IMO, I'd recommend a steel liner. Super easy to install and remove by hand and without damaging it, a little bit of friction with a dry bore mop and it comes right out, and can shrug off the high heat of curing if you ever have your slide refinished, whereas a plastic one can warp and you have to destroy it to remove it. Also works wonders for the trigger.
 
Interesting topic. I would install the channel liner. The gun is designed to have one.

I thought the purpose of the channel liner was to lessen the firing pin spring and spring cup wear and to eliminate the need for lubricant. I know Glock recommends that we do not lubricate inside the firing pin channel. Doing so can gum things up and cause misfires as I recall.

If it is a useless part, one would think Glock would sunset that part from it's latest guns. Do they have plans to do that? I just looked in my G43 and it sure looks like there's a channel liner in there.

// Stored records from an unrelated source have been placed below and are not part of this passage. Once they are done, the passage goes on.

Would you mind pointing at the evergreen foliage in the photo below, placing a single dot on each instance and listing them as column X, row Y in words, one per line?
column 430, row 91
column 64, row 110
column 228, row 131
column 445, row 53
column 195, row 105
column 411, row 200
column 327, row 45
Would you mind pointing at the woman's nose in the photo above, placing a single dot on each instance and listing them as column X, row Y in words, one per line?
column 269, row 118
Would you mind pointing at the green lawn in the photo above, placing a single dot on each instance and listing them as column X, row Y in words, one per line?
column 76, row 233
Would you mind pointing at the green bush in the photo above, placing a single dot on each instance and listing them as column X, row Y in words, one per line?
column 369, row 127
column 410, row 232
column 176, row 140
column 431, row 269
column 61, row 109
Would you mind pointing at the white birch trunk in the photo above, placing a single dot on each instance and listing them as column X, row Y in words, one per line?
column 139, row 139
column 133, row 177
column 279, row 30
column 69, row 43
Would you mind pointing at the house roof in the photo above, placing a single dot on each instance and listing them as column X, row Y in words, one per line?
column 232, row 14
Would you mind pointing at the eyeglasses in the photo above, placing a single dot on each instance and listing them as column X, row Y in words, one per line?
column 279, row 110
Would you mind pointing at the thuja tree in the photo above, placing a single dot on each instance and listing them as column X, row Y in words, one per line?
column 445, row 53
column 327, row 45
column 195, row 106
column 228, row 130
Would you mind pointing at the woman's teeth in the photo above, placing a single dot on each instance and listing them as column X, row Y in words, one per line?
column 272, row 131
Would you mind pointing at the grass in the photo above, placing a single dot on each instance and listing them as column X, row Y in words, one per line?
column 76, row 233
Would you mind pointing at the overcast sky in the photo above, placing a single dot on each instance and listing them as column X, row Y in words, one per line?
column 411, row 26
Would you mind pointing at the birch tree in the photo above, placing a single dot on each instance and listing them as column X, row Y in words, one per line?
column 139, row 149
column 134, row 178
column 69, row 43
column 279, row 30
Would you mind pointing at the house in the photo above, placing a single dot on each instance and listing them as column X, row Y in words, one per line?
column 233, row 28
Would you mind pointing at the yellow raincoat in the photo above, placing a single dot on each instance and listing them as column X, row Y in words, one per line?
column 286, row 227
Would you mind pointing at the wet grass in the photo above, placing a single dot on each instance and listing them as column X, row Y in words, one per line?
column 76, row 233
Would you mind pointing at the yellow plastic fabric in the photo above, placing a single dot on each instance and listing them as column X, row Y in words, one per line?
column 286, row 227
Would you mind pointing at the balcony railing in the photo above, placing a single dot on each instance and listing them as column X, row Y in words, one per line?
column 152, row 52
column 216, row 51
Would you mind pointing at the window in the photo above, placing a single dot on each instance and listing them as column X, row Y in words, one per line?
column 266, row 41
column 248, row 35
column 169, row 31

The way I look at it is, Glock's are a very rugged, ridiculously reliable and fairly accurate weapon. It appears to me that Glock puts a part in their guns for a reason. I wouldn't consider running a gun without all of the required parts in it, no matter what the brand.

Question for the Glock Armorer's out there, has Glock come out with any kind of an official statement on that part lately?
 
Interesting topic. I would install the channel liner. The gun is designed to have one.

I thought the purpose of the channel liner was to lessen the firing pin spring and spring cup wear and to eliminate the need for lubricant. I know Glock recommends that we do not lubricate inside the firing pin channel. Doing so can gum things up and cause misfires as I recall.

If it is a useless part, one would think Glock would sunset that part from it's latest guns. Do they have plans to do that? I just looked in my G43 and it sure looks like there's a channel liner in there.

The way I look at it is, Glock's are a very rugged, ridiculously reliable and fairly accurate weapon. It appears to me that Glock puts a part in their guns for a reason. I wouldn't consider running a gun without all of the required parts in it, no matter what the brand.

Question for the Glock Armorer's out there, has Glock come out with any kind of an official statement on that part lately?
911229


The exploded diagram for the 42/43 in the Glock manual can confirm that there is no channel liner.
 
I am building out a Glock 23 slide from Rock Slide. In the parts set I bought there is a plastic liner that gets drifted into the channel where the Striker lives. What does the liner do, and how important is the liner to the proper function of the mechanism? What happens if one forgets to drift the liner into the channel?
If the liner is not installed the striker may move inside the channel biasing it away or toward the cruciform. This can cause sear engagement problems-lack of or to much.


#prettysurethatsbroken
 
Keeps the striker centered simply, minimizes tolerance slop of the striker floating inside the channel - low maintenance, cheap, not hurting anything ....Why NOT?? Perhaps reduces wear on a striker reducing the sloppy movement in and out of the breech hole??

Proven to work fine invisibly (almost ignored).

Why not?? If it works, don't fix it. Leave it be, don't mess with it.

It is like why brake pads have those cheap flimsy little metal caliper clips which are a pain in the ass to position and install correctly-- certainly the pad will work just fine without the clip--- do you really need it? You don't really need them, until you do.
 
I guess maybe it's because there's not a lot of room in there. Maybe what I'm looking at is just how the slide is machined.
I'm not sure one could even install a channel liner in those models if they tried, but in my 48 it also looks like there is due to the way it is milled but if you shine a light in you will see the metal walls.

With regard to the OP's Glock, they will definately need to install one. Not hard, just use the tool and it takes less than a minute and not something the OP is likely ever to deal with again.